Utah nurse with COVID-19 discharged from UF Health after double-lung transplant
Jill Holker spent her days on the front line as an ICU nurse in Utah, caring for some of the sickest people in the state. Prior to contracting COVID-19 in the fall of 2020, Holker was active, with no underlying health concerns.
Yet, as the COVID-19 pandemic has proven, the coronavirus affects everyone differently. In Jill’s case, the disease would cause a role reversal by making her an ICU patient. She needed a double-lung transplant, which led to Jill’s 2,000-mile journey to UF Health Shands Hospital.
Despite the distance, Jill said she felt right at home in the hands of UF Health’s distinguished hospitality and care teams.
“This hospital is great, very knowledgeable, the staff are great, the doctors are great,” Jill said. “There’s a handful of people that I feel like were really fighting for me, like sincerely fighting for me, and it’s staff and it’s people who never knew me.
“I think that’s one of my biggest takeaways is that this place has got a lot of caring people,” she said.
Watch the video above to see how Jill found a new family at UF Health who helped her battle her condition and receive new lungs before being discharged to continue her heroic work in Utah.
Jill’s story comes during a moment of great pride for the UF Health Shands Hospital’s lung transplant program, which earned national recognition a month ago.

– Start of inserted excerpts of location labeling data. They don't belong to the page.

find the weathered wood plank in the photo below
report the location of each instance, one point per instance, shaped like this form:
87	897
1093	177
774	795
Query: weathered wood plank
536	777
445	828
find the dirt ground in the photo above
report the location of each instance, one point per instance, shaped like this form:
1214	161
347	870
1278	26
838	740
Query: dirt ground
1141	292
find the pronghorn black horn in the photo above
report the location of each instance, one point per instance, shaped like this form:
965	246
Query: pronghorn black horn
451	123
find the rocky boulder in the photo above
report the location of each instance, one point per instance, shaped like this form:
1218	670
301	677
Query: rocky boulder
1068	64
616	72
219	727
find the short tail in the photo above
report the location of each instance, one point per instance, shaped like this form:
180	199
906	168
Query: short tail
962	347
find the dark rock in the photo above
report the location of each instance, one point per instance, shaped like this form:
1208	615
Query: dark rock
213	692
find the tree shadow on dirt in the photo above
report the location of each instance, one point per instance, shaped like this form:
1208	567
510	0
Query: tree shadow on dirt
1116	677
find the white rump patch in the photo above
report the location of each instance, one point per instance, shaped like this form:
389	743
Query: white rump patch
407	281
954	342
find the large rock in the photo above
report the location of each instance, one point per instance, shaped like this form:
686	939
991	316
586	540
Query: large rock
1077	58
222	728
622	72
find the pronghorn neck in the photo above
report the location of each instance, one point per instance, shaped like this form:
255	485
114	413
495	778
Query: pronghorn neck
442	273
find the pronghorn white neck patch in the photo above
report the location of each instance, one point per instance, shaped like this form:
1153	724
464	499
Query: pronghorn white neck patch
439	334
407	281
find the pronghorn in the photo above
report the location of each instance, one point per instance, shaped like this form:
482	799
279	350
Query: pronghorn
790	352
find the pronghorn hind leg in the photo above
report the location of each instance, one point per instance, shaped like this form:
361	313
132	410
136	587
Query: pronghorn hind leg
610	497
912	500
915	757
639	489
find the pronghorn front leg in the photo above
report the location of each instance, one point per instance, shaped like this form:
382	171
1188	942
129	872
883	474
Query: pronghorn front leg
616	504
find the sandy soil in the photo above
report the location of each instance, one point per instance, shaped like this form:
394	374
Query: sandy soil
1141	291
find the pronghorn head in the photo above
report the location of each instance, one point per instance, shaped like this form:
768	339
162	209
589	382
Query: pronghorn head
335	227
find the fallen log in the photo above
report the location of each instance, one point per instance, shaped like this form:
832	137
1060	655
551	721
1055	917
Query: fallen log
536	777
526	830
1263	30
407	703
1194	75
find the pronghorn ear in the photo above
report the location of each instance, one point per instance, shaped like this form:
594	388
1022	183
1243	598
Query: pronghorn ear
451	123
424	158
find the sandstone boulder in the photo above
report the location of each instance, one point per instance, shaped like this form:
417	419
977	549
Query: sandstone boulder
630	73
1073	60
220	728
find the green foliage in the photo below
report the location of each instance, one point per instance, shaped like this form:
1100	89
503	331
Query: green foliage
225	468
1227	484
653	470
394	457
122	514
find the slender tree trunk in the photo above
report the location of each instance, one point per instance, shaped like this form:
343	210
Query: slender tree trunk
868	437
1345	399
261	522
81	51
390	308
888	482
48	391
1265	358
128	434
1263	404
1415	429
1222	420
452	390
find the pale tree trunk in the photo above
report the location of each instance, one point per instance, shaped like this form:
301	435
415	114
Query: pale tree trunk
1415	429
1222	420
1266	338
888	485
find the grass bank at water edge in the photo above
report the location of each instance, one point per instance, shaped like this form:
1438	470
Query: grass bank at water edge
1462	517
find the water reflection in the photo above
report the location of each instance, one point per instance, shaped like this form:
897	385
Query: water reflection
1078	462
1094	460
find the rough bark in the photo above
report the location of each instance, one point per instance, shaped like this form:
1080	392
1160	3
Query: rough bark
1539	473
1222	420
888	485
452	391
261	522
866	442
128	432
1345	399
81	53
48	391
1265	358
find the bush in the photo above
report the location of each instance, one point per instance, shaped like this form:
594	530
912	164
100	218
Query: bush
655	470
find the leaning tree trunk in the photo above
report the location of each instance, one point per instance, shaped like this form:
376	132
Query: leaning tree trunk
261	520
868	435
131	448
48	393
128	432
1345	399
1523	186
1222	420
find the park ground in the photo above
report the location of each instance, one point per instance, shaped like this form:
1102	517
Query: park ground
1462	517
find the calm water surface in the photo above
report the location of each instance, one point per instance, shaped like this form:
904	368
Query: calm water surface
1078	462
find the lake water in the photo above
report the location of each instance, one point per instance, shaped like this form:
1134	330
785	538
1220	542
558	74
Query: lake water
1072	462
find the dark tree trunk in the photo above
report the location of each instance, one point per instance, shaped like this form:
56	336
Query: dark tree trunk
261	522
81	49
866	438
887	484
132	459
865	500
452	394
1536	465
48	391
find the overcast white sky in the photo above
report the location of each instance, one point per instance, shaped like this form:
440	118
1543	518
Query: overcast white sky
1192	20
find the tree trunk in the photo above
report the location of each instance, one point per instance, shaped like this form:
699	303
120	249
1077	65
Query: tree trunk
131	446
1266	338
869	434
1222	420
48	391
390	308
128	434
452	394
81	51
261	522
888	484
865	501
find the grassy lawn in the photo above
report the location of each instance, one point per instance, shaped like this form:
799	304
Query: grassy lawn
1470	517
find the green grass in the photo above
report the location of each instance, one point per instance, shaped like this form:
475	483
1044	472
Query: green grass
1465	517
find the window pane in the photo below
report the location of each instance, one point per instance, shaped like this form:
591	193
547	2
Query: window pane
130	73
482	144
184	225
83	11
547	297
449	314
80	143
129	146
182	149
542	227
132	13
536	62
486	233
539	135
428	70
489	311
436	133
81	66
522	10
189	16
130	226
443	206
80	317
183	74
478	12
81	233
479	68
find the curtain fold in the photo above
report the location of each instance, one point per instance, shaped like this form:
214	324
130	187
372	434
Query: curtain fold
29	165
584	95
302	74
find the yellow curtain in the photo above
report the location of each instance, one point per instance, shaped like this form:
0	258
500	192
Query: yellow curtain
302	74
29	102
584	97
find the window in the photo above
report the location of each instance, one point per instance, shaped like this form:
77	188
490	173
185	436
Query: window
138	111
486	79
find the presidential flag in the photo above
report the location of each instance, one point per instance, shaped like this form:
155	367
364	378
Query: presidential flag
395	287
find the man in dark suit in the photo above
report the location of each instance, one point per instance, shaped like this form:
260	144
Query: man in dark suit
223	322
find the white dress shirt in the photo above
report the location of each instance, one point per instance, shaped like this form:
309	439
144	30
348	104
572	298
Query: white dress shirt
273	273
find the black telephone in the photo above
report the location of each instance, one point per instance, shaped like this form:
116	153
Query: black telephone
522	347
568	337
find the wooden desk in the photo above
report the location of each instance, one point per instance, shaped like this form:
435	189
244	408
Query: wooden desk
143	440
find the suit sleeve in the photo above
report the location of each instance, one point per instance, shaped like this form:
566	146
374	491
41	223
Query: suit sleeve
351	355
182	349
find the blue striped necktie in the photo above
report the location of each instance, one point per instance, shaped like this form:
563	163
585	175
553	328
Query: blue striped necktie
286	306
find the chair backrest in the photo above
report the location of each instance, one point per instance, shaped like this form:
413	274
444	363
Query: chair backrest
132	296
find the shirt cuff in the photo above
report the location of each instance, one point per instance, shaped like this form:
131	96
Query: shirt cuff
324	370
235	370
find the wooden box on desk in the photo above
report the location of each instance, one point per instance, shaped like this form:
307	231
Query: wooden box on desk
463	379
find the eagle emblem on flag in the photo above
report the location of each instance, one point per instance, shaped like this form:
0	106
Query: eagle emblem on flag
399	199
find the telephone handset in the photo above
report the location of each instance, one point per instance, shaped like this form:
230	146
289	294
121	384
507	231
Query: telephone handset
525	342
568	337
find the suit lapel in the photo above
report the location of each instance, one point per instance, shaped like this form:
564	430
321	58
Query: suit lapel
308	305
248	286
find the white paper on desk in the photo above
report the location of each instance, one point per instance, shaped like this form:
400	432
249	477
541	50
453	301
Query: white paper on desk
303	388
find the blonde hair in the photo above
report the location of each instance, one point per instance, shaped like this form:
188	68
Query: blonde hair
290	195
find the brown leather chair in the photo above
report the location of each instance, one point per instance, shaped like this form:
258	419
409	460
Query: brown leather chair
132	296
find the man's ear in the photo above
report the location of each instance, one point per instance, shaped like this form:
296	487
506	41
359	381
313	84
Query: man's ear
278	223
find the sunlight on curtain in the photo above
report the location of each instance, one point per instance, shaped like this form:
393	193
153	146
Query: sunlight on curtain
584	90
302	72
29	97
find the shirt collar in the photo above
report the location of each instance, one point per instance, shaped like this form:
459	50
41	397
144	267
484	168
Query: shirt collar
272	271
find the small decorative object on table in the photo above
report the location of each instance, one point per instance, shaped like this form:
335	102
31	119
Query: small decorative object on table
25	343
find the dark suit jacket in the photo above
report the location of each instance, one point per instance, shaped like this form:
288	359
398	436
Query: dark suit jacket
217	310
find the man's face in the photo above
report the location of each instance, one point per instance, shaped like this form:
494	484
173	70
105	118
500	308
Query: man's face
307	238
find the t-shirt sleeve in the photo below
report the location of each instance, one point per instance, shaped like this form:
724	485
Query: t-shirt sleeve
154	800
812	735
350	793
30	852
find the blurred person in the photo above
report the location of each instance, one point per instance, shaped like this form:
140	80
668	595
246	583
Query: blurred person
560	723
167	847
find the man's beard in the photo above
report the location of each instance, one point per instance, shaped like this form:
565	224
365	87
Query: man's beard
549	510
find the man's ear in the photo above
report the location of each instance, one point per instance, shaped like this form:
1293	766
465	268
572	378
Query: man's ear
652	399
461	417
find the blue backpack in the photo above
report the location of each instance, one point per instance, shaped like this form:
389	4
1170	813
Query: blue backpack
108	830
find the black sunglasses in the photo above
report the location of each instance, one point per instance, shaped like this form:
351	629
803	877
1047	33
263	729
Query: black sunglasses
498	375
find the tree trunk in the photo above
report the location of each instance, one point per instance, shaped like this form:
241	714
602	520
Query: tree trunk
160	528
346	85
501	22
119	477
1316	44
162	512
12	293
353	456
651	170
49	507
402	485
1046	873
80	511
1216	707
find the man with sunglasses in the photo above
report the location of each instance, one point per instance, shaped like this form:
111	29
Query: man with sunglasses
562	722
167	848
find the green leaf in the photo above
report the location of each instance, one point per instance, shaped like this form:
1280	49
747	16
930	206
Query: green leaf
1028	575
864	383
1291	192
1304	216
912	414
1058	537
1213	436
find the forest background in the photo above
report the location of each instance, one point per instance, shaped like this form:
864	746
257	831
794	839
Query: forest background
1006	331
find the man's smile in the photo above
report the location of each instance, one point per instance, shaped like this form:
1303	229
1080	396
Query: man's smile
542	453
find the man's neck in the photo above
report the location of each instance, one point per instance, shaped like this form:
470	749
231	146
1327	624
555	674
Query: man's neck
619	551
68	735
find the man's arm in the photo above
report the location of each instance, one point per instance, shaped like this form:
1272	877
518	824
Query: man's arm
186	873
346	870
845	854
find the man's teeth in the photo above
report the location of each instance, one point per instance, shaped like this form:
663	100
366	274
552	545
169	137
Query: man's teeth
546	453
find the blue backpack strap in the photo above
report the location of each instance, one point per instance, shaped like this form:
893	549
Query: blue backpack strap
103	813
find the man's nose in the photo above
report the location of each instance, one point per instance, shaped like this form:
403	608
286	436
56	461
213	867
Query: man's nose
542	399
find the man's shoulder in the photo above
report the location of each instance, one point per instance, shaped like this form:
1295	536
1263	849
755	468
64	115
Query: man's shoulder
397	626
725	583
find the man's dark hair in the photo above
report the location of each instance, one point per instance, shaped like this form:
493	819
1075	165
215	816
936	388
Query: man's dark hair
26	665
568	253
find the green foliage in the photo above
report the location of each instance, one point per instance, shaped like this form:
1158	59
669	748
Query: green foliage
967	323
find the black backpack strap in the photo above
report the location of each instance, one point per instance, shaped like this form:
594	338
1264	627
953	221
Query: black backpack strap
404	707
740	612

The Scientific Registry of Transplant Recipients, or SRTR, is the most comprehensive national database of organ transplant outcomes and provides quality oversight for hospitals who conduct solid organ transplantation. Data in the SRTR database are largely collected directly by the Organ Procurement and Transplantation Network, or OPTN, and are used by patients and health professionals alike to decide where to go — or refer someone — for a transplant.
In SRTR’s January 2021 year report, UF Health Shands Hospital’s lung transplant program’s outcomes exceeded its previous years in each category, making it the top-tier program across the Southeast. Nationally, the UF Health Shands Hospital lung transplant program ranked as the best in the United States for one-year, risk-adjusted survival rates.